Unnamed: 0,sender_email,sender_name,date_sent,time_sent,subject
0,james_ngola2002@maktoob.com,"""MR. JAMES NGOLA.""",31 Oct 2002,02:38:20,URGENT BUSINESS ASSISTANCE AND PARTNERSHIP
1,bensul2004nng@spinfinder.com,"""Mr. Ben Suleman""",31 Oct 2002,05:10:00,URGENT ASSISTANCE /RELATIONSHIP (P)
2,obong_715@epatra.com,"""PRINCE OBONG ELEME""",31 Oct 2002,22:17:55,GOOD DAY TO YOU
3,obong_715@epatra.com,"""PRINCE OBONG ELEME""",31 Oct 2002,22:44:20,GOOD DAY TO YOU
4,m_abacha03@www.com,"""Maryam Abacha""",1 Nov 2002,01:45:04,I Need Your Assistance.


---------------------------------------------------------------------------------------------------------------------------

#### Since we are good people, here you have a proposed solution

In [69]:
emails_info={}

In [70]:
fh = open("emails.txt", "r").read()

In [71]:
fh.count("From r")

3977

In [72]:
contents = re.split(r"From r", fh)

In [73]:
contents[0]

''

In [74]:
contents.pop(0)

''

- sender_email
- sender_name
- date_sent
- time_sent
- subject


### Info Sender

In [75]:

info_sender=[]
for i,e in enumerate(contents):
    try:
        info_sender.append(re.search("From:.*", e).group())
    except: 
        info_sender.append("not found")

In [78]:
len(info_sender)

3977

In [38]:
#sender_email
emails_info['sender_email']=[]
for line in info_sender:
    res=re.findall(r'[\w\.]+@[\w\.-]+', line)
    if res:
        emails_info['sender_email'].append(res[0])
    else:
        emails_info['sender_email'].append(np.nan)
        
len(emails_info['sender_email'])

3977

In [39]:
#sender name
emails_info['sender_name']=[]
for line in info_sender:
    res=re.findall(r':.*<', line)
    if res:
        emails_info['sender_name'].append(res[0][1:-1])
    else:
        emails_info['sender_name'].append(np.nan)
len(emails_info['sender_name'])

3977

### Info Dates

In [40]:
#DATES
dates=[]
for i,e in enumerate(contents):
    try:
        dates.append(re.search("Date:.*", e).group())
    except: 
        dates.append("not found")
len(dates)

3977

In [41]:
#email date
emails_info['date_sent']=[]
for dat in dates:
    res=re.findall(r"\d+\s\w{3}\s\d+", dat)
    if res:
        emails_info['date_sent'].append(res[0])
    else:
        emails_info['date_sent'].append(np.nan)

len(emails_info['date_sent'])

3977

In [42]:
emails_info['time_sent']=[]
for dat in dates:
    res=re.findall(r"\d{2}:\d{2}:\d{2}", dat)
    if res:
        emails_info['time_sent'].append(res[0])
    else:
        emails_info['time_sent'].append(np.nan)

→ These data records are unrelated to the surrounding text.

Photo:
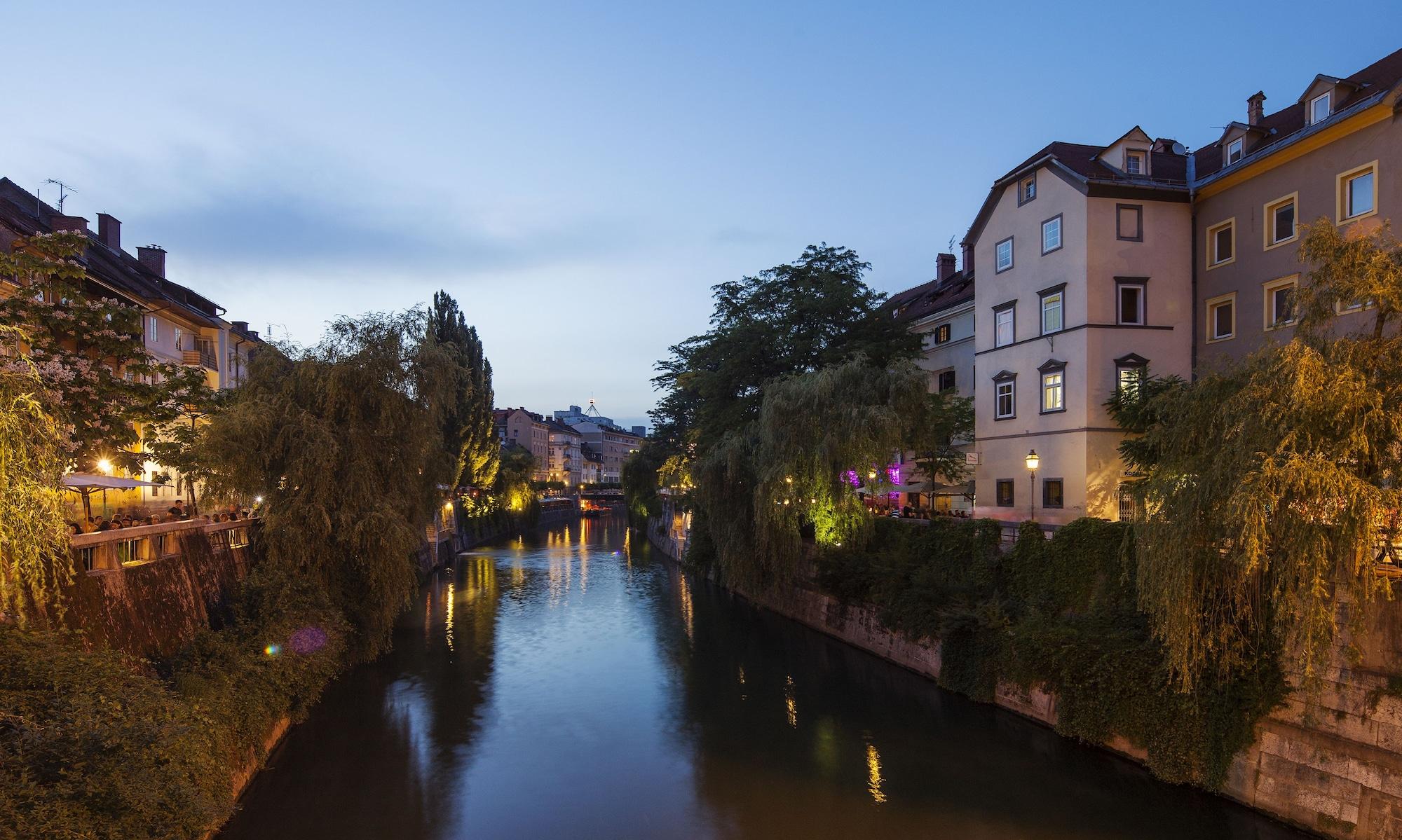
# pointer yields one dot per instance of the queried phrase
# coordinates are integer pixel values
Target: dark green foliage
(95, 745)
(1062, 615)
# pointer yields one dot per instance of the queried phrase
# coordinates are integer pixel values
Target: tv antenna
(64, 192)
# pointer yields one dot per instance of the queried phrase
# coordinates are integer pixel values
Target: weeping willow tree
(346, 444)
(789, 471)
(1274, 485)
(34, 556)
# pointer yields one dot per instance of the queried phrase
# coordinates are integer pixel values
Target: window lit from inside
(1003, 333)
(1052, 312)
(1054, 392)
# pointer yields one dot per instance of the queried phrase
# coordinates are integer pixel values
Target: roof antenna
(64, 192)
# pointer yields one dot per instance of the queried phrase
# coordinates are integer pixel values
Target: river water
(577, 685)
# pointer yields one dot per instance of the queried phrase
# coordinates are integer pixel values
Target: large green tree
(346, 443)
(1272, 485)
(469, 427)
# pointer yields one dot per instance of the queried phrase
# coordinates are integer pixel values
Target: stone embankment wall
(1337, 772)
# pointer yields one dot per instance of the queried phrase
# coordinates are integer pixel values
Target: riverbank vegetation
(354, 444)
(1059, 615)
(803, 383)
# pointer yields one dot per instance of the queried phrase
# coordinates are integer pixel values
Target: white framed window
(1359, 192)
(1222, 318)
(1222, 244)
(1320, 108)
(1281, 220)
(1005, 399)
(1052, 307)
(1054, 391)
(1005, 324)
(1281, 301)
(1003, 255)
(1052, 234)
(1129, 303)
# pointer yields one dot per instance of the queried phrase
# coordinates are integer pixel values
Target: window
(1054, 392)
(1129, 303)
(1003, 326)
(1320, 108)
(1027, 189)
(1234, 151)
(1052, 319)
(1222, 244)
(1005, 399)
(1129, 506)
(1281, 303)
(1359, 192)
(1129, 223)
(1222, 318)
(1281, 220)
(1003, 254)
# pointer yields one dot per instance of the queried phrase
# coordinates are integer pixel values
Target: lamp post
(1033, 483)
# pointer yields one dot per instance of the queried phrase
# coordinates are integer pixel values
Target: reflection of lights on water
(790, 703)
(874, 778)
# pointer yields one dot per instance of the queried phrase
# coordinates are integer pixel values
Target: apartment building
(1083, 287)
(1334, 153)
(943, 312)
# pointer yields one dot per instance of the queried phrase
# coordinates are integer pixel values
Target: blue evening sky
(581, 174)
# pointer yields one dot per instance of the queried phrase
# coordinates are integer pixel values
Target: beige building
(1335, 153)
(1083, 286)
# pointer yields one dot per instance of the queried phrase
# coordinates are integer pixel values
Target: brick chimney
(110, 231)
(947, 266)
(154, 256)
(1255, 108)
(75, 224)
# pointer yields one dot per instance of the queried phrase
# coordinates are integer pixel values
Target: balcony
(197, 352)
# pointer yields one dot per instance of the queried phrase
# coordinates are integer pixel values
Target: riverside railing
(148, 544)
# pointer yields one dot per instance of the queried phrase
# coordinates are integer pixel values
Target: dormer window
(1320, 108)
(1234, 151)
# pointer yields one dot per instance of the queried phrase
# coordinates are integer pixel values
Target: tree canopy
(1272, 485)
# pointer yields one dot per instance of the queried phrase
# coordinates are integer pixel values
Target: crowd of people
(177, 513)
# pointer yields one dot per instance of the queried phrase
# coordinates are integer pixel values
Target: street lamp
(1033, 482)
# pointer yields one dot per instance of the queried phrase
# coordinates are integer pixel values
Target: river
(576, 685)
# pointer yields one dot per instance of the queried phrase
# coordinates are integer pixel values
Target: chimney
(110, 231)
(947, 266)
(1255, 108)
(75, 224)
(154, 256)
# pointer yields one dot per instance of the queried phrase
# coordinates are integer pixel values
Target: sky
(580, 175)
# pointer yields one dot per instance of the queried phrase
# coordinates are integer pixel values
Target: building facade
(1083, 286)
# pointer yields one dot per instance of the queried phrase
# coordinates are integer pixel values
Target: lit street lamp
(1033, 482)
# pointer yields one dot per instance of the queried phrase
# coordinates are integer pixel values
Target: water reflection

len(emails_info['time_sent'])

3977

### Subject

In [43]:
subject=[]
for i,e in enumerate(contents):
    try:
        subject.append(re.search("Subject:.*", e).group())
    except: 
        subject.append("not found")
len(subject)

3977

In [44]:
emails_info['subject']=[]
for sub in subject:
    res=re.findall(r":.*", sub)
    if res:
        emails_info['subject'].append(res[0][2:])
    else:
        emails_info['subject'].append(np.nan)

len(emails_info['subject'])

3977

### Creating DataFrame

In [45]:
df=pd.DataFrame(emails_info)
df.isnull().sum()

sender_email    476
sender_name     837
date_sent       614
time_sent       618
subject          27
dtype: int64

In [46]:
df.head()

Unnamed: 0,sender_email,sender_name,date_sent,time_sent,subject
0,james_ngola2002@maktoob.com,"""MR. JAMES NGOLA.""",31 Oct 2002,02:38:20,URGENT BUSINESS ASSISTANCE AND PARTNERSHIP
1,bensul2004nng@spinfinder.com,"""Mr. Ben Suleman""",31 Oct 2002,05:10:00,URGENT ASSISTANCE /RELATIONSHIP (P)
2,obong_715@epatra.com,"""PRINCE OBONG ELEME""",31 Oct 2002,22:17:55,GOOD DAY TO YOU
3,obong_715@epatra.com,"""PRINCE OBONG ELEME""",31 Oct 2002,22:44:20,GOOD DAY TO YOU
4,m_abacha03@www.com,"""Maryam Abacha""",1 Nov 2002,01:45:04,I Need Your Assistance.


### ¡Now you can start your analysis!